Jaime Grant is the executive director of the Arcus Center for Social Justice Leadership at Kalamazoo College. With Jack Harrison and Jody L. Herman, she co-authored “A Gender Not Listed Here: Genderqueers, Gender Rebels, and OtherWise in the National Transgender Discrimination Survey,” published in the 2012 Harvard Kennedy School’s LGBTQ Policy Journal. Previously, she served as director of the Policy Institute at the National Gay and Lesbian Task Force.
She holds a Ph.D. in women’s studies from the Union Institute. For six years she directed the Union Institute’s Center for Women, the nation’s only academic women’s center dedicated to collaborations between scholars and activists. Her articles on transformational organizations and coalition work have been published in major academic journals and anthologies.
Grant has offered a course in social movements at Georgetown University and workshops on gender expression and sexuality at Whitman Walker’s Lesbian Services Program and the National Gay and Lesbian Task Force’s Creating Change Conference. She has served as a program designer and facilitator for the Ford Foundation’s signature leadership program, Leadership for a Changing World, at the Advocacy Institute.
Asaf Orr joined NCLR in February 2012 as a Staff Attorney and works on issues related to families and youth. Prior to joining NCLR, Asaf was a solo practitioner in Los Angeles where he represented students in education-related matters including special education, discrimination, constitutional rights and discipline.
Asaf began his legal career as a Staff Attorney and Tom Steel Fellow at a non-profit legal services organization, where he directed the Rainbow Rights Project, a project that represents youth in education-related matters who are denied their right to an education on the basis of their sexual orientation or gender identity. In addition to his work on the Rainbow Rights Project, Asaf also represented students with disabilities in special education matters before the Office of Administrative Hearings and federal court.
In addition to representing parents of children, Asaf also provided trainings to students, parents, educators, health care providers, and lawyers on special education issues and the rights of LGBTQ youth in schools.

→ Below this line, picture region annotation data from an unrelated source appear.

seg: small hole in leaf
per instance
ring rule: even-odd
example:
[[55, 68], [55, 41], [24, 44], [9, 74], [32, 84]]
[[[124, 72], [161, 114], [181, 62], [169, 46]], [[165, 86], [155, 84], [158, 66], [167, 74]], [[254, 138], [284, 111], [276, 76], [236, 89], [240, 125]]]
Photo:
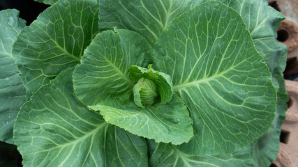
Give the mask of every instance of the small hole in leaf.
[[289, 39], [289, 33], [284, 29], [277, 31], [277, 40], [279, 42], [285, 42]]
[[277, 166], [276, 164], [272, 163], [272, 164], [271, 164], [270, 167], [278, 167], [278, 166]]
[[289, 96], [289, 101], [288, 101], [287, 104], [288, 104], [288, 109], [290, 108], [293, 104], [293, 100], [290, 96]]
[[276, 10], [277, 11], [281, 11], [281, 9], [279, 9], [278, 7], [278, 4], [277, 4], [277, 2], [276, 1], [268, 3], [268, 5], [275, 8], [275, 10]]
[[281, 130], [281, 136], [279, 137], [280, 141], [281, 143], [287, 144], [288, 141], [289, 141], [289, 135], [290, 135], [289, 132]]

He has provided those trainings in California and around the country.
After graduating magna cum laude from Rutgers School of Law in Newark in 2008, Asaf clerked for The Honorable Virginia A. Long on the Supreme Court of New Jersey.
In solidarity with the new Japanese youth trend of “de”-generation, Johnnie is a farmer with permaculture overtones, a poet and performance artist with a social justice message of “Opening the Heart and Erasing Restrictive Stereotypes”. He lives out his wholeness with his wife and little dog too on a farm on Vashon Island, WA complete with goats, pigs, chickens and colorful out buildings.
Gil runs the youth groups for the Gender Diversity family support meetings at Seattle’s Children’s Hospital. Currently a corporate training manager, Gil also volunteers with Camp Ten Trees and the WSU – 4H Challenge program and has spent the past 16 years pursuing his passion of facilitating experiential education programs that help youth recognize their potential.